Она легла возле него, и они молча заплакали вместе, как дети, страдая из-за того, что происходило внизу на улицах, кляня судьбу, сделавшую их королем и королевой в этот жестокий век.
Кошмар продолжался. В полдень праздника Святого Варфоломея судья Шаррон пришел во дворец и попросил Катрин остановить резню. Катрин и король попытались сделать это, но без успеха. То, что началось с ударом колокола Сент-Жермен Л'Оксеруа, нельзя было прекратить; кровавая баня продолжалась весь этот день и следующую ночь.
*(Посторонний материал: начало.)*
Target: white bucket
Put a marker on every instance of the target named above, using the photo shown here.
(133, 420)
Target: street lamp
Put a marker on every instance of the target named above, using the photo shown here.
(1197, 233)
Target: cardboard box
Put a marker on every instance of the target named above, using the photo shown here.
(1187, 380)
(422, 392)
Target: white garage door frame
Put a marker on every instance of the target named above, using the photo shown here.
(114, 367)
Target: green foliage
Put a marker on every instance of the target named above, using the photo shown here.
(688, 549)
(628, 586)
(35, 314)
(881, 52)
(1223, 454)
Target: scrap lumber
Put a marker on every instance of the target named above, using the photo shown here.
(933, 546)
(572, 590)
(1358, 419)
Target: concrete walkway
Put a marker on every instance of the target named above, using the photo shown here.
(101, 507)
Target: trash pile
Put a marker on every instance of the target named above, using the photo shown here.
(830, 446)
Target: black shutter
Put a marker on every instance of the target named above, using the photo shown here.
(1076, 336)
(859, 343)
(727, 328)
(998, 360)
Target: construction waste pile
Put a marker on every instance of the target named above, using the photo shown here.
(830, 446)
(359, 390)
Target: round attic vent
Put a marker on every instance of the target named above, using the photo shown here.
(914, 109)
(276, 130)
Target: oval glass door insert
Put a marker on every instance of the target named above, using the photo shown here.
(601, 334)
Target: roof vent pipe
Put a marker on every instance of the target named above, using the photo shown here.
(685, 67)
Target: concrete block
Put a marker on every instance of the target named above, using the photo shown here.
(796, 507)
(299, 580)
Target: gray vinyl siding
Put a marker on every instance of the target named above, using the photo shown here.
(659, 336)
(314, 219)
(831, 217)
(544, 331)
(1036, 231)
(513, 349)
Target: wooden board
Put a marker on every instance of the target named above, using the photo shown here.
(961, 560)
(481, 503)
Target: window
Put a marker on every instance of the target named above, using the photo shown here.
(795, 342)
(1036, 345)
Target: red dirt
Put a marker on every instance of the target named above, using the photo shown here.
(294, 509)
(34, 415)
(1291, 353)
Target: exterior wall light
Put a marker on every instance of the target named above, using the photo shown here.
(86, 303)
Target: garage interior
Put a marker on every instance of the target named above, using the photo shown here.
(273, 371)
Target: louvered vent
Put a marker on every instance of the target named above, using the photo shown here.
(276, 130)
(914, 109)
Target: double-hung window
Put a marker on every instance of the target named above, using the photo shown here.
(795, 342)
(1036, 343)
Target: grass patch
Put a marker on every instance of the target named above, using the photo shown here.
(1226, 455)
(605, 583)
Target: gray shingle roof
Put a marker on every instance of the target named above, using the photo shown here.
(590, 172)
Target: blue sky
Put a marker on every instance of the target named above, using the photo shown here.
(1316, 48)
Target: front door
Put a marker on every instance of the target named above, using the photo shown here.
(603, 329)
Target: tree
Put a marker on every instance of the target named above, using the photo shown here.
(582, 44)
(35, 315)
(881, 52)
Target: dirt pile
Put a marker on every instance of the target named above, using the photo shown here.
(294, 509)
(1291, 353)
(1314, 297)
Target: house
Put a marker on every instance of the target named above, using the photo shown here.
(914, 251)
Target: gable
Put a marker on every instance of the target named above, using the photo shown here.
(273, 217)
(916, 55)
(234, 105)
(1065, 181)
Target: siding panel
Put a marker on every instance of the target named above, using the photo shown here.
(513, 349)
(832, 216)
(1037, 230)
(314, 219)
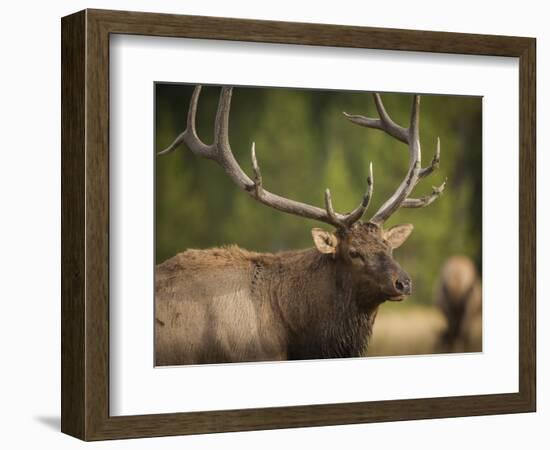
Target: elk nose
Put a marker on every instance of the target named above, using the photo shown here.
(404, 285)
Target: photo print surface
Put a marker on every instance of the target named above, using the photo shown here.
(296, 224)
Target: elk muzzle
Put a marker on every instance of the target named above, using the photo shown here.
(402, 286)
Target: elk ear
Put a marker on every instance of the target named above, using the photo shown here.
(324, 241)
(398, 234)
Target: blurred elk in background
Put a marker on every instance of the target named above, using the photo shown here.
(459, 298)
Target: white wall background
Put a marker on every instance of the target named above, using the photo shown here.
(30, 221)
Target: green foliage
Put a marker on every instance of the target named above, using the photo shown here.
(304, 145)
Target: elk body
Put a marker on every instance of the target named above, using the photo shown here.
(229, 304)
(459, 299)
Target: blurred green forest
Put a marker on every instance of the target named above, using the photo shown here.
(304, 145)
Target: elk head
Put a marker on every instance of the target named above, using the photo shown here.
(363, 249)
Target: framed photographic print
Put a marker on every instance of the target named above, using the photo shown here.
(271, 224)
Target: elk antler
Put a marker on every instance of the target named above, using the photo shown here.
(220, 152)
(415, 173)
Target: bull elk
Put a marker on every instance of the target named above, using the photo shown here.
(458, 296)
(229, 305)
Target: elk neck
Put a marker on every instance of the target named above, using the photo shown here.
(323, 312)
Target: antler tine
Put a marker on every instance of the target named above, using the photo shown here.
(189, 136)
(358, 212)
(220, 152)
(384, 123)
(410, 135)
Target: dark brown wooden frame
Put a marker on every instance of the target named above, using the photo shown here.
(85, 224)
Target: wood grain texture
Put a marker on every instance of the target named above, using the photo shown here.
(85, 224)
(72, 224)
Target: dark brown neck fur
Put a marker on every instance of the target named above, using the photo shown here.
(319, 306)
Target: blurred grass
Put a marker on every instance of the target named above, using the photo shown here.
(406, 330)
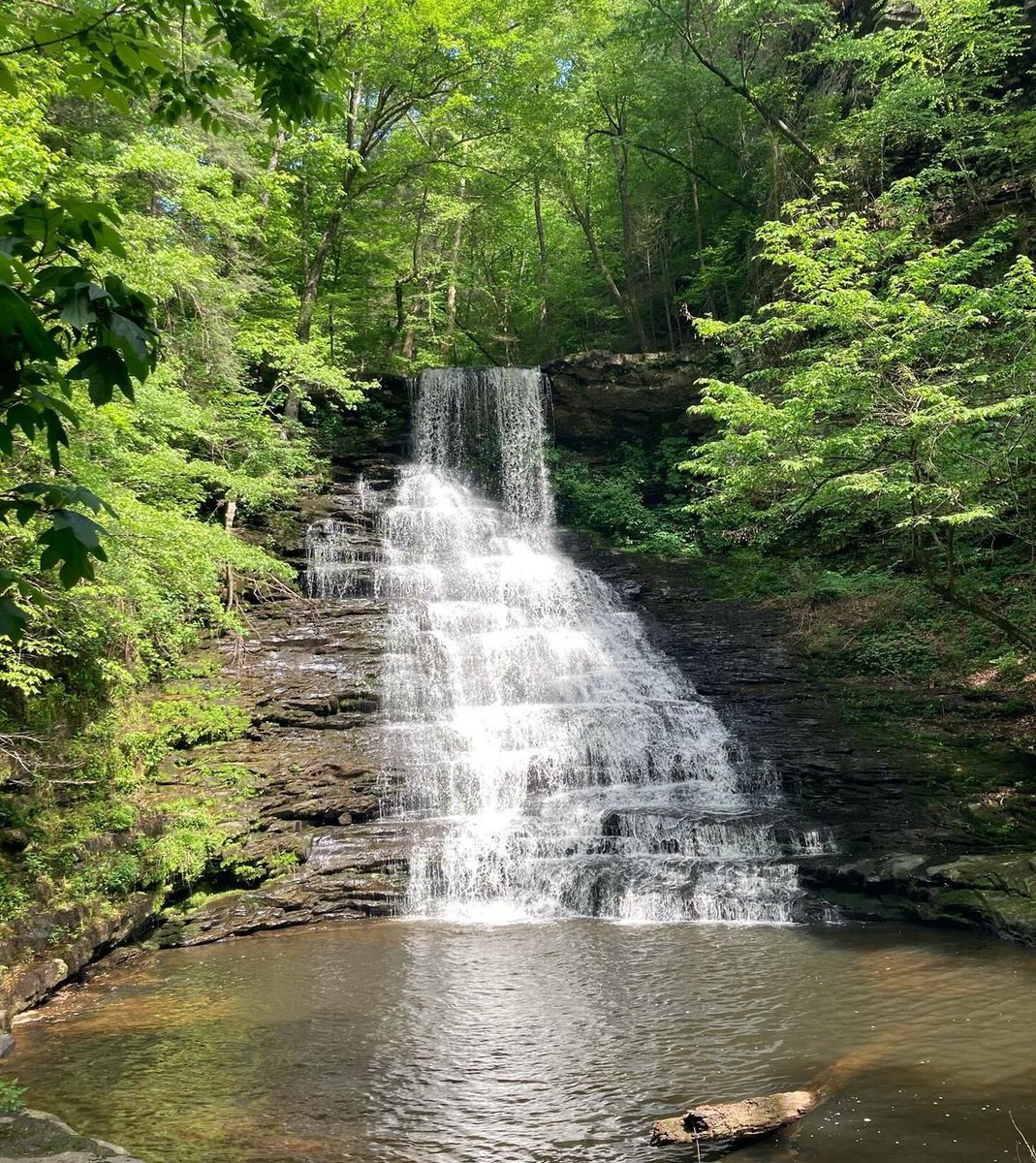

К королю вернулось безумие, он потребовал новой крови. Он был вдохновителем вылазок совершавшихся для ознакомления с результатами самых жестоких экзекуций. Он осмотрел виселицу, на которую повесили тело Колиньи после того, как его вытащили из Сены; в воду останки адмирала бросили после того, как их поджарили.